Data Mining is, “the nontrivial extraction of implicit, previously unknown and potentially useful information from data.” (An Introduction to Applied Multivariate Analysis,1) Principal component analysis (PCA) is one of the most fundamental, sophisticated data mining techniques that has many applications (and implications) in analysis. In fact, many texts on data mining begin with an explanation of principal component analysis.
In terms of machine learning, PCA falls under the category of unsupervised learning since there is no explicit target variable or dependent variable that is central to the analysis itself. Rather, the goal of PCA, much like related methods for multivariate analysis of data, is to attempt to detect “possibly unanticipated patterns in the data, opening up a wide range of competing explanations.

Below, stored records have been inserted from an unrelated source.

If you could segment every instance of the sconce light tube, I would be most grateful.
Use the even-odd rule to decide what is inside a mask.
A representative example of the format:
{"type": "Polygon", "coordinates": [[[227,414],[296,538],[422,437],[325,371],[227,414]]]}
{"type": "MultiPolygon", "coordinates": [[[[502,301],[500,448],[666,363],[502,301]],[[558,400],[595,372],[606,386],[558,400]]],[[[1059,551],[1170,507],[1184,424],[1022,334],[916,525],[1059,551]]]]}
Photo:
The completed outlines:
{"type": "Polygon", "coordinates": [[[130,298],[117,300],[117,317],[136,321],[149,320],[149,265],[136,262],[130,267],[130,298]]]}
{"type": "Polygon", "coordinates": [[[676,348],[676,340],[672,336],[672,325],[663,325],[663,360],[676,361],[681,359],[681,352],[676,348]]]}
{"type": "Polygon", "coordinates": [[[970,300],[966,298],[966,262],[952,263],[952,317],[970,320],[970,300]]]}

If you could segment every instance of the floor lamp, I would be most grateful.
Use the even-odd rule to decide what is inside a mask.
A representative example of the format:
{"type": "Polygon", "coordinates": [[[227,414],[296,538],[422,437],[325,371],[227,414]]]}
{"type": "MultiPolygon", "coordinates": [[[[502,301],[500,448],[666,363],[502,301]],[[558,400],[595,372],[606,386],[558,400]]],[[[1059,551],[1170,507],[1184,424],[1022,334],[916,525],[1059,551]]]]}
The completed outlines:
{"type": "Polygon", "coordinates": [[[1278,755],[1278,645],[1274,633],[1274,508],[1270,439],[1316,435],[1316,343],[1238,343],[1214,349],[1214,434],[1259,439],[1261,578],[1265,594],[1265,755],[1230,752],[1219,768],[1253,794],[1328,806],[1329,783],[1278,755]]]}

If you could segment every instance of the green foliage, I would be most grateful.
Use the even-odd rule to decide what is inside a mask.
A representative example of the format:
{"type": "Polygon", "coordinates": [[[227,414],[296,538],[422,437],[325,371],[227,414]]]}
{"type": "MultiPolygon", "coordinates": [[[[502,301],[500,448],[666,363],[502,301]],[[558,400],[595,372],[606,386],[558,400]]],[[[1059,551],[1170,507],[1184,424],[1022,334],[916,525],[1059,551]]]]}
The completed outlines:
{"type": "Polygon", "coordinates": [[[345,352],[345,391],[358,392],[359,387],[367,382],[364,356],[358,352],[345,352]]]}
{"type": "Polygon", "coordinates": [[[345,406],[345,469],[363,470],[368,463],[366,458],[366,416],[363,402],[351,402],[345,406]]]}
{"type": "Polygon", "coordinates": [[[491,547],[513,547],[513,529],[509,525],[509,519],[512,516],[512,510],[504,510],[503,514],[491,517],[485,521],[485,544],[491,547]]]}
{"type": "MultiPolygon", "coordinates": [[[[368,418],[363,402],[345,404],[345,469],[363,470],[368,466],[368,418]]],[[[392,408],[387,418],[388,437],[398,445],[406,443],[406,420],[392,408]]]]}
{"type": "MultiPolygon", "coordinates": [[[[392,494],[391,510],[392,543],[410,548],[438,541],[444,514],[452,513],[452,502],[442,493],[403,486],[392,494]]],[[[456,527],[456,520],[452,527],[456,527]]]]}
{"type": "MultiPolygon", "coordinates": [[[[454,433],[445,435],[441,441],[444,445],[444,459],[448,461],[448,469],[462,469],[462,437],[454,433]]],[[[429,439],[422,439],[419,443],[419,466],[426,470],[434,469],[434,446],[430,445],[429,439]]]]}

Such methods are generally characterised both by an emphasis on the importance of graphical displays and visualisation of the data and the lack of any associated probabilistic model that would allow for formal inferences.” (An Introduction to Applied Multivariate Analysis,2)
Furthermore, because results are easy to interpret and the algorithm is relatively easy to understand computationally, it’s a very popular and useful technique to leverage in explanatory data analysis.
In a strictly applied sense, PCA is useful for figuring out which variables in a data set are the most important, or which variable(s) account for most of the variation (variance) in the data. Note that we are implying that variance is a proxy for information. Assuming there is more signal than noise in the data, a relatively harmless assumption in most data, we can employ PCA to help us identify which variables contain the most explanatory power or information. In so doing we can discover dynamics (i.e. multivariate relationships in the data) as well as hidden structure (i.e. latent variables) in the data.
Even though PCA is an unsupervised learning technique, it is useful for dealing with modeling problems such as multicollinearity and over-fitting making it particularly helpful when estimating predictive models.
PCA helps make these kinds of inferences by reducing the dimensionality of the data OR combining / condensing variables into a fewer number of variables or columns called principal components (PC’s). Dimensionality reduction refers to the transformation of an underlying data frame into an equivalent data frame with fewer number of columns.
Put another way, PCA helps us capture as much information (up to and including 100% of the variance or information) in the data in fewer number of variables or columns.
In summary, PCA provides the following benefits by capturing the variance in the data in fewer number of columns:
In the following 3 sections, we are going to see these benefits materialize through practical applications of principal component analysis. We start with a motivating example to build some intuition behind the fundamental mechanism in PCA.
Boat Image
What exactly does it mean to capture the most information possible in fewer number of columns?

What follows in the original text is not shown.